Film per primo rivelò appieno il talento visionario del regista tedesco (di origine slava) Werner Herzog, rilanciando la carriera di Klaus Kinski, prima relegato a ruoli marginali in western di serie b, "Aguirre, furore di Dio" (1972) lascia tuttora basito, e sconcertato, lo spettatore.

La trama del lungometraggio è piuttosto esile: una spedizione spagnola si perde nell'Amazzonia alla ricerca della mitica città di Eldorado. Il comando del gruppo viene preso dallo spietato condottiero Lope de Aguirre, che conta di diventare signore incontrastato di quelle terre sconosciute. Il suo furore porterà tutti alla rovina.

Come tutti i capolavori, Aguirre si presta ad essere interpretato sotto molteplici punti di vista, e sulla base di differenti chiavi di lettura.

A livello puramente "estrinseco", badando cioè al linguaggio cinematografico, il film di Herzog si distingue per l'estremo realismo della rappresentazione, mediante un costante utilizzo della camera a spalla, e per la descrizione di una foresta amazzonica e dei fiumi del centroamerica che, lungi dall'essere didascalica, o meramente documentaristica, restituisce con crudo realismo un contesto ambientale nemico e distruttivo. La sofferenza degli stessi attori traspare dalle prime inquadrature, in cui la spedizione viene ritratta in un difficile percorso di montagna, come pure nelle scene girate nel cuore dell'umida foresta, o nella parte finale del film, in cui Aguirre ed i suoi uomini discendono il fiume che li porterà verso il nulla. Su tutto ciò le musiche elettroniche dei Popul Vuh hanno un effetto assolutamente straniante, stringendo alla gola lo spettatore in quello che può essere definito a buona ragione un thriller dell'anima.

La stessa rappresentazione della natura riflette, ad un livello "intrinseco", i possibili significati del film.
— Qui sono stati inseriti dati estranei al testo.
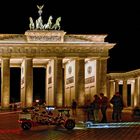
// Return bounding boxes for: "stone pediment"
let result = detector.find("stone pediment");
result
[25,30,66,43]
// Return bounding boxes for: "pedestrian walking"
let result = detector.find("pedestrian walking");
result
[100,93,109,123]
[93,94,101,122]
[71,99,77,116]
[110,92,123,122]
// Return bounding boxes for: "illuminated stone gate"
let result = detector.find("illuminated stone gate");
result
[0,30,114,107]
[0,6,115,108]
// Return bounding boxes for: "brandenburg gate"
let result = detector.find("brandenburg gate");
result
[0,7,115,108]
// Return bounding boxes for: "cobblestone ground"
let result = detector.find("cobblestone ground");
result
[0,110,140,140]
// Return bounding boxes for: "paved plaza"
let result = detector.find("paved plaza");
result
[0,109,140,140]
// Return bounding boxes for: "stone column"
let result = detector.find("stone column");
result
[1,58,10,108]
[122,80,127,107]
[75,58,85,106]
[21,58,33,107]
[54,58,64,107]
[96,59,107,95]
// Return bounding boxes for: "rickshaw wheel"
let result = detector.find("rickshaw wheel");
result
[21,122,32,130]
[64,119,75,130]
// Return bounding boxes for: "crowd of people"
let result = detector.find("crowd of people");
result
[72,92,124,123]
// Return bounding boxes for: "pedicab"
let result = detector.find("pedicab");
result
[18,106,75,130]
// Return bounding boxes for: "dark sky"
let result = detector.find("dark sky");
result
[0,0,140,72]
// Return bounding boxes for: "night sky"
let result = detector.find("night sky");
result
[0,0,140,72]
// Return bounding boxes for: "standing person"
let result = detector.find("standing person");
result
[110,92,123,122]
[84,99,91,122]
[100,93,109,123]
[93,94,101,122]
[71,99,77,116]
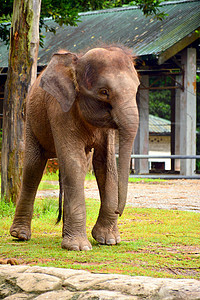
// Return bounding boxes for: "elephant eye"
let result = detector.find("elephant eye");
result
[100,89,109,99]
In Aguirre, infatti, proprio la natura è la vera protagonista del film, l'unico soggetto che rimane costantemente in scena per tutto il tempo del lungometraggio. E' la natura ad eccitare, fiaccare e distruggere le ambizioni, i sogni, la brama di potere degli uomini, riducendo al nulla la spedizione dei valorosi e violenti conquistadores spagnoli, abbattendo ogni relazione interna al gruppo e sciogliendo i legami sociali e giuridici della società organizzata. E' il contatto con la natura a far emergere, all'interno del gruppo, il soggetto più dotato al comando ed al potere, il "maschio Alpha", o capobranco, destinato a rovesciare l'ordine precostituito ed a farsi dittatore del proprio (frammento di) popolo. E' la stessa natura a condurre alla follia il capo, nel momento in cui questi si rende conto della sua incapacità di dominarla, ed al contempo si afferma dio in terra, padrone del mondo: "se io, Aguirre, voglio che gli uccelli cadano fulminati, gli uccelli devono cadere stecchiti dagli alberi! Sono il furore di dio. La terra che io calpesto mi vede e trema". Al dio Aguirre si contrappone, muto e irraggiungibile, il vero Dio, il Deus sive Natura di Baruch Spinoza.
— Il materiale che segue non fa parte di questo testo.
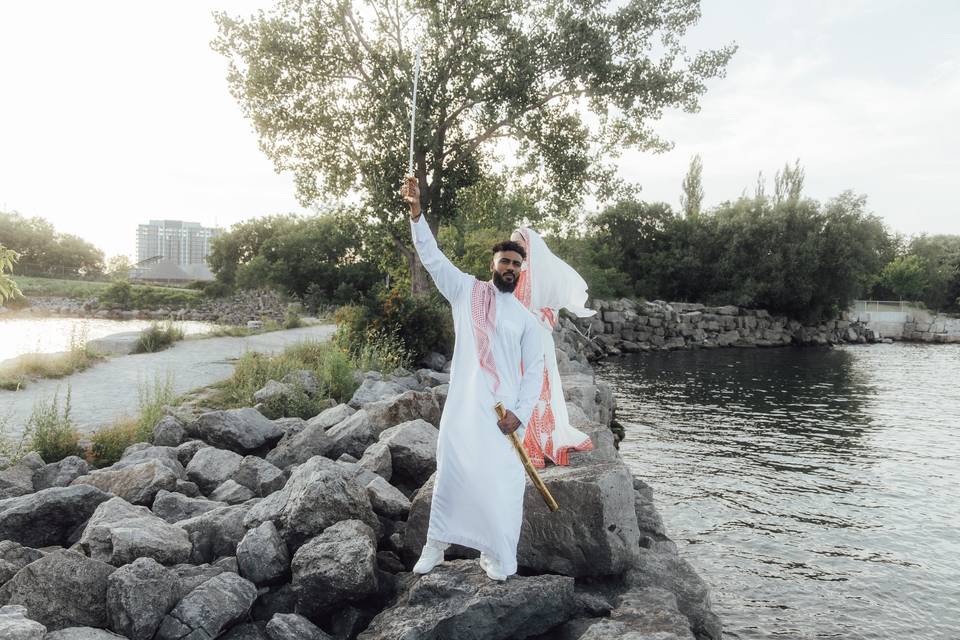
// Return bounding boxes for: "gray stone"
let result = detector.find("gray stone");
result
[380,420,440,489]
[151,491,227,524]
[359,560,575,640]
[307,404,357,430]
[80,498,191,566]
[107,558,180,640]
[187,447,243,494]
[244,456,379,550]
[197,407,283,454]
[267,414,333,469]
[210,480,254,504]
[291,520,378,618]
[3,549,116,631]
[237,520,290,586]
[0,485,113,548]
[156,573,257,640]
[177,503,253,564]
[267,613,333,640]
[367,476,410,520]
[33,456,90,491]
[153,416,187,447]
[71,460,180,505]
[232,456,286,498]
Il viaggio di Aguirre e della sua spedizione nel cuore dell'Amazzonia, così plasmato dalla natura, è anche un viaggio senza ritorno nel cuore di tenebra della stessa natura umana. In ciò, il modello conradiano di "Heart of Darkness" condiziona notevolmente lo sviluppo della trama, come poi sarebbe avvenuto in "Apocalypse Now" di Coppola, che, a mio avviso, tanto deve all'archetipo di Herzog (cfr. anche "Fitzcarraldo", sempre su Debaser). Il contatto dell'uomo con la natura, rivelando la stessa mortalità dell'individuo, rispetto all'eternità della foresta e del fiume (diversi e pur sempre uguali a se stessi, come direbbe Eraclito di Samo) risveglia nell'individuo quella "cupio dissolvi" che porterà Aguirre ed i suoi alla distruzione.

Da ultimo, e sempre a proposito di modelli letterari del film, può osservarsi come il viaggio di Aguirre, iniziato con toni quasi picareschi e finito a cospetto del vero Dio, ricordi, per sviluppo dell'intreccio e il laconico, terribile finale, il Gordon Pym di Edgar Allan Poe, in cui lo spirito d'avventura del protagonista ha la medesima destinazione di quello di Aguirre: il nulla.